Rent control is destabilizing some of New York’s banks. It was a key factor in the collapse of Signature Bank, which had to be bailed out at the cost of billions of dollars.
Now, New York Community Bancorp may suffer the same fate. Reason Magazine reports on the problems it is suffering due to rent control:
New York Community Bancorp (NYCB) has been having a rough couple of weeks since it reported on January 31 unexpected quarterly losses of $252 million and that it was setting aside over $552 million to cover future loan losses. Since then, its stock has halved in value and rating agency Moody’s downgraded its credit rating to junk. Efforts to shore up investor confidence have only done so much.
A lot of things are going wrong for NYCB. One major contributing factor to its problems is New York’s rent control regulations.
NYCB is a major lender to the owners of rent-stabilized buildings—buildings where maximum rents and rent increases are set by regulation. It holds about $37 billion in multi-family loans, about half of which are rent-stabilized units.
These rent-stabilized units have been plummeting in value thanks to higher operating costs and interest rates colliding with 2019 regulatory changes that prevent building owners from raising rents to cover these higher costs.
Before 2019, landlords could remove their units from rent stabilization when monthly rents went above $2,800 and the current tenant moved out—a policy called “vacancy decontrol.” Landlords were also allowed to pass on the costs of building repairs to tenants and raise rents.

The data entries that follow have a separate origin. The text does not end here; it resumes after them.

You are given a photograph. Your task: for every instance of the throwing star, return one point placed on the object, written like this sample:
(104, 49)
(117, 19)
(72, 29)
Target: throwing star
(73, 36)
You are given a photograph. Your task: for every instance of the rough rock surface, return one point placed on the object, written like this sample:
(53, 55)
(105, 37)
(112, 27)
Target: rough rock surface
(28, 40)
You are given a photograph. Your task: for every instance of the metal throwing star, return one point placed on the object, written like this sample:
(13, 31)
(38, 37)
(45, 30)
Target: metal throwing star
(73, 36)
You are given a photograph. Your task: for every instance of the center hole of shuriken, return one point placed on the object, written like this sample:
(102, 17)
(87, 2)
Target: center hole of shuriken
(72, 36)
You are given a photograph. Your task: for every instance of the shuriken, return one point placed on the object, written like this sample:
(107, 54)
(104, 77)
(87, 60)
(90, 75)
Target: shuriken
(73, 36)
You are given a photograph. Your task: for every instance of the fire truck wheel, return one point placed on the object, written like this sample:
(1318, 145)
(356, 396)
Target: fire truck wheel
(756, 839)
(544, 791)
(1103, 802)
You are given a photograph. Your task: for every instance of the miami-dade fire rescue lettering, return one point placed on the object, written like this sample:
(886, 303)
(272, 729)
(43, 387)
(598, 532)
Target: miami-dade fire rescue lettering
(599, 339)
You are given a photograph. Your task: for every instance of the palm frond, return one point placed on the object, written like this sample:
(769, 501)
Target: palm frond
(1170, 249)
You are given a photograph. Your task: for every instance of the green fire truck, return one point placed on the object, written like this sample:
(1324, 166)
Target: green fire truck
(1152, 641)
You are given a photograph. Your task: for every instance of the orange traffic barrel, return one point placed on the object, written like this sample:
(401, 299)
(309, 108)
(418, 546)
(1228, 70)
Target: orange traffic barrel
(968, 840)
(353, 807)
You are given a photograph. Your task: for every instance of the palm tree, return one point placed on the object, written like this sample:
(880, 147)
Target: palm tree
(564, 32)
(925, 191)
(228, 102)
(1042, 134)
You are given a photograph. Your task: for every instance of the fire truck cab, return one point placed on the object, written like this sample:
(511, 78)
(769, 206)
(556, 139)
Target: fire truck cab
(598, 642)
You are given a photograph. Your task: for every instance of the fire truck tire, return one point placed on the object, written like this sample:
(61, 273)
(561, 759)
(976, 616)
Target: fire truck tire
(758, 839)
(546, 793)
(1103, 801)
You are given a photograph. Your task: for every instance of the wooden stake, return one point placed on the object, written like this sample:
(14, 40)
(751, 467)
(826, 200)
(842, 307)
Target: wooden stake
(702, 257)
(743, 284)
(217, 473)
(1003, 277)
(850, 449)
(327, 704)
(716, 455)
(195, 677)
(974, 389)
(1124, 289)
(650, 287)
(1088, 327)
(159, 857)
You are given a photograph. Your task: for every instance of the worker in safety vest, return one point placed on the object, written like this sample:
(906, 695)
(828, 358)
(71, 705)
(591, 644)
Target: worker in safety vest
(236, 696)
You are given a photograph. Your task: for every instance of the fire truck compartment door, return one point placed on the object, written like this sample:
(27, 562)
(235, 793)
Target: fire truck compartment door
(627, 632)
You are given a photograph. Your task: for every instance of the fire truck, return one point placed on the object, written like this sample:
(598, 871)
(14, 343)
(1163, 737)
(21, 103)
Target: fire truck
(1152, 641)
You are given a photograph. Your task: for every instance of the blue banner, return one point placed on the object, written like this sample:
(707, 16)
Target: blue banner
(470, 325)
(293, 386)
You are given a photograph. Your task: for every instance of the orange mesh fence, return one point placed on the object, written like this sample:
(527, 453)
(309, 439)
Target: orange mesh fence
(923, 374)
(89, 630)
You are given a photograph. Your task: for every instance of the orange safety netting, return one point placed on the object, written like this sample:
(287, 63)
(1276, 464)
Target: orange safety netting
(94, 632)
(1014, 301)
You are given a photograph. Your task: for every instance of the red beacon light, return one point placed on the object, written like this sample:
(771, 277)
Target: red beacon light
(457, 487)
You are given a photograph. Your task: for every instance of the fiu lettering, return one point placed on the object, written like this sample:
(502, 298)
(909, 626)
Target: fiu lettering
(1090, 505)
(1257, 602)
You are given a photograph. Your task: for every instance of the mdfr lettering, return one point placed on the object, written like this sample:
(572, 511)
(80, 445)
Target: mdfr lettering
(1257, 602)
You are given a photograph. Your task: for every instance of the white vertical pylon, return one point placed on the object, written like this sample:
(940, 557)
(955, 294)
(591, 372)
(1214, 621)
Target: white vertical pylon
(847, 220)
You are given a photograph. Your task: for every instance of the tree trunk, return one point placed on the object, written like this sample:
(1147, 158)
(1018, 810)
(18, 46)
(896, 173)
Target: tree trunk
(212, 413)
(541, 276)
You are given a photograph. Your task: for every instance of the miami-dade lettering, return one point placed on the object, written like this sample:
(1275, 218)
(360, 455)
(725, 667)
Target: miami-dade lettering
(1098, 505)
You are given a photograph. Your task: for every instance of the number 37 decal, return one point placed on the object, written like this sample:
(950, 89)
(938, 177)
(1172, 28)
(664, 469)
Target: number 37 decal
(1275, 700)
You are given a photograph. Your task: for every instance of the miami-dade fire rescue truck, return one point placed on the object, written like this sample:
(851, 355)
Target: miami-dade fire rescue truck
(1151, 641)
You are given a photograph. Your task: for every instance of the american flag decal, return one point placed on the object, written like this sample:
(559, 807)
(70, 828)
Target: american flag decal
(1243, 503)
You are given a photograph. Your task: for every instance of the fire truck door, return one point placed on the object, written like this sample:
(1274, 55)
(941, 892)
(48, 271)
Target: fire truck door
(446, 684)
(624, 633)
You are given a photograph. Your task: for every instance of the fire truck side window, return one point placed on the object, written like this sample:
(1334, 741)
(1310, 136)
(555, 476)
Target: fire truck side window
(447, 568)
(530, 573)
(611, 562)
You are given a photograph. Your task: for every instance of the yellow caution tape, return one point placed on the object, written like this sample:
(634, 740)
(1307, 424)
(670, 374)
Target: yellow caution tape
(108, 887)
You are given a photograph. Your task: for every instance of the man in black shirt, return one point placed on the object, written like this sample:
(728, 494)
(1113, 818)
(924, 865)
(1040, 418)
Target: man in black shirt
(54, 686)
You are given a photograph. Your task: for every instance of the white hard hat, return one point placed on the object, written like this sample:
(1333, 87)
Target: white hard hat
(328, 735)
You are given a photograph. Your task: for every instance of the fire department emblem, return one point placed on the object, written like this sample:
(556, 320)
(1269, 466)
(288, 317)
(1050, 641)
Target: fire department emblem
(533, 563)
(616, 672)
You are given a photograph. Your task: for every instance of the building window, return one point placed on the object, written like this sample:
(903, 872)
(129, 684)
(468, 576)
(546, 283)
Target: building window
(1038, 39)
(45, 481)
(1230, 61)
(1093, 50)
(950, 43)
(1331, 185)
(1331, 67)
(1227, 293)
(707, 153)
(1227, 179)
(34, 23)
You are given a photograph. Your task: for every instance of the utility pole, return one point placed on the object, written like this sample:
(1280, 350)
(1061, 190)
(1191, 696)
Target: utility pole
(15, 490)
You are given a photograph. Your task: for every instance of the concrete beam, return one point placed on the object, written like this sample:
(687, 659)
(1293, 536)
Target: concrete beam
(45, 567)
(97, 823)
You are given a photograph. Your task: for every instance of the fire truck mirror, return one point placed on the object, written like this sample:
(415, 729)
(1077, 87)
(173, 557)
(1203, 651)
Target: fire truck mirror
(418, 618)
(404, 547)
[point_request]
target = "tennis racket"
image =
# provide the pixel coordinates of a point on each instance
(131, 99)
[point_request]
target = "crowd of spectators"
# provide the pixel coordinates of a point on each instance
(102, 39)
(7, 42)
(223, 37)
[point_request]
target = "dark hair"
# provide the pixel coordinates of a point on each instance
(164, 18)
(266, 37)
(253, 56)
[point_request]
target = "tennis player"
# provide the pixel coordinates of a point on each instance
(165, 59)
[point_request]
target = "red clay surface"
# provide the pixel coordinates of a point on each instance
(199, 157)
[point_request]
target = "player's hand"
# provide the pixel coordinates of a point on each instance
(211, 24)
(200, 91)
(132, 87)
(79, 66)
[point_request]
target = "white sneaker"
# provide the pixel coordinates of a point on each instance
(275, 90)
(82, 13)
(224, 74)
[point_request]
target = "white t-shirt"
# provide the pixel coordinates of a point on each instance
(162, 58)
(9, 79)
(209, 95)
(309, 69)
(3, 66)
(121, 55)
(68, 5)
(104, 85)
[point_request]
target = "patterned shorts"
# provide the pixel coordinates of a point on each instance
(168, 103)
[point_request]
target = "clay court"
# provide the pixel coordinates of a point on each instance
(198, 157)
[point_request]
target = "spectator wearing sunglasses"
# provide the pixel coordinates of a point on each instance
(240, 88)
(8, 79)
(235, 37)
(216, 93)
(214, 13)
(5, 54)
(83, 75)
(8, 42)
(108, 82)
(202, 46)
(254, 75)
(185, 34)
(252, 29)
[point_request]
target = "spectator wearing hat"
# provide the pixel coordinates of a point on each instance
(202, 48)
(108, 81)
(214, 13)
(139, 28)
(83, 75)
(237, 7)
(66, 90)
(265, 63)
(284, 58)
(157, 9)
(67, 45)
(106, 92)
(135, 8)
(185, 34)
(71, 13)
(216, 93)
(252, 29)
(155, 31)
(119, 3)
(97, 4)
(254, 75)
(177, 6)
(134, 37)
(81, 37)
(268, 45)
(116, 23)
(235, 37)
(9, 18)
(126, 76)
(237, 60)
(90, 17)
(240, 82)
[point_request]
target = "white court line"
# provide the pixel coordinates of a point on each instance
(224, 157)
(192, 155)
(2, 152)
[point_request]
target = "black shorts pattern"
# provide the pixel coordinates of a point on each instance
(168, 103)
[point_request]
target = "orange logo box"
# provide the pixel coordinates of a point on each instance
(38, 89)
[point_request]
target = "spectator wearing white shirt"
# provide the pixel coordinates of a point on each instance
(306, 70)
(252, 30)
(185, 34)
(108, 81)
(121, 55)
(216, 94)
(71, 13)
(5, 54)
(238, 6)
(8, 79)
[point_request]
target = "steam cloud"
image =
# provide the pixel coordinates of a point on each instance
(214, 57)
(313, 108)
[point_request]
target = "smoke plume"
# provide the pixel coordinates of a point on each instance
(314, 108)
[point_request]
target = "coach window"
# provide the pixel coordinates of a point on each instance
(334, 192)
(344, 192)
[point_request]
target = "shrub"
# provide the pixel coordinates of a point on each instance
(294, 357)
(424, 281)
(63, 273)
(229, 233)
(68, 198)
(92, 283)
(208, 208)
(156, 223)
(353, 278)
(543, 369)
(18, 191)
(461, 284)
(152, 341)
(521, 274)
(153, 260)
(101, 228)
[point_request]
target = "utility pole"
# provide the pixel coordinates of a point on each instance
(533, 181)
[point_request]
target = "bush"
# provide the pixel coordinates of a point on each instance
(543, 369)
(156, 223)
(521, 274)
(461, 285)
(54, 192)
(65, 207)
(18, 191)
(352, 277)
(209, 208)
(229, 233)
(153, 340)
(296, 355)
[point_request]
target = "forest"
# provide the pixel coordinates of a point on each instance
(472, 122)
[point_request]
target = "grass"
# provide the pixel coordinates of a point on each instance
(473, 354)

In 2019, the New York Legislature amended the rent stabilization law to eliminate vacancy decontrol and limit the ability of landlords to pass on the costs of unit upgrades and building repairs to tenants.
That means, today, landlords are only able to raise rents by the amount set by the Rent Guidelines Board, which consistently only allows rent increases well below the costs of inflation.
“What [lawmakers] were doing is eliminating the only mechanism that was allowing these buildings to operate financially. All these loans on these buildings are inverted,” says Jay Martin, executive director of the Community Housing Improvement Program (CHIP), a trade association of building owners.
With the future potential rents at these buildings suddenly curtailed by regulation, the value of these buildings has dropped substantially.
CHIP released a report last week showing plummeting values of rent-stabilized buildings. Some two-thirds of rent-stabilized buildings are worth less than their valuations in 2018. Some individual buildings are selling for between 50 percent and 75 percent less than their last sale.
NYCB lent a lot of money to building owners prior to these huge drops in valuation and is now stuck with underperforming loans and assets.
Martin says many buildings are no longer able to operate profitably or finance needed repairs. Either government subsidies or changes to the state’s rent stabilization law to entice private investment are needed to keep these buildings afloat. Some building owners are leasing out their entire buildings to non-profits. Some are talking about walking away from their buildings entirely.
Once limited to places like New York City, rent control is now spreading to more areas, reducing property values and the quantity of housing available. In July 2023, Maryland’s most populous county, Montgomery County, imposed rent control. As a result, some housing projects stopped as a result. Montgomery Perspective reported that a “Montgomery County-based developer has written the county executive and the county council with news: their company is stopping a county project because of the pending passage of rent control. And they are not alone as at least six other developers are stopping further projects here and shifting resources to other areas including Northern Virginia.”
Almost all economists think rent control is a bad idea: In a 1992 poll, 93 percent of them agreed that rent control reduces the quantity and quality of housing available. Reason Magazine says that “rent control has a history of constricting the supply of rental housing and reducing housing quality.”
As the Wall Street Journal observes, “If there’s any consensus in economics, it’s that rent control achieves the opposite of its intended goal. It leads to housing shortages by discouraging new development and maintenance of existing properties. As the liberal Brookings Institution notes, “Rent control can also lead to decay of the rental housing stock; landlords may not invest in maintenance because they can’t recoup these investment by raising rents.”
It is dumb for local governments to impose rent control, because that reduces the value of housing stock, shrinking the property tax revenue that funds schools and local governments. “Researchers at the University of Southern California said rent control hurt property values in St. Paul, Minn. by $1.6 billion,” reported Market Watch.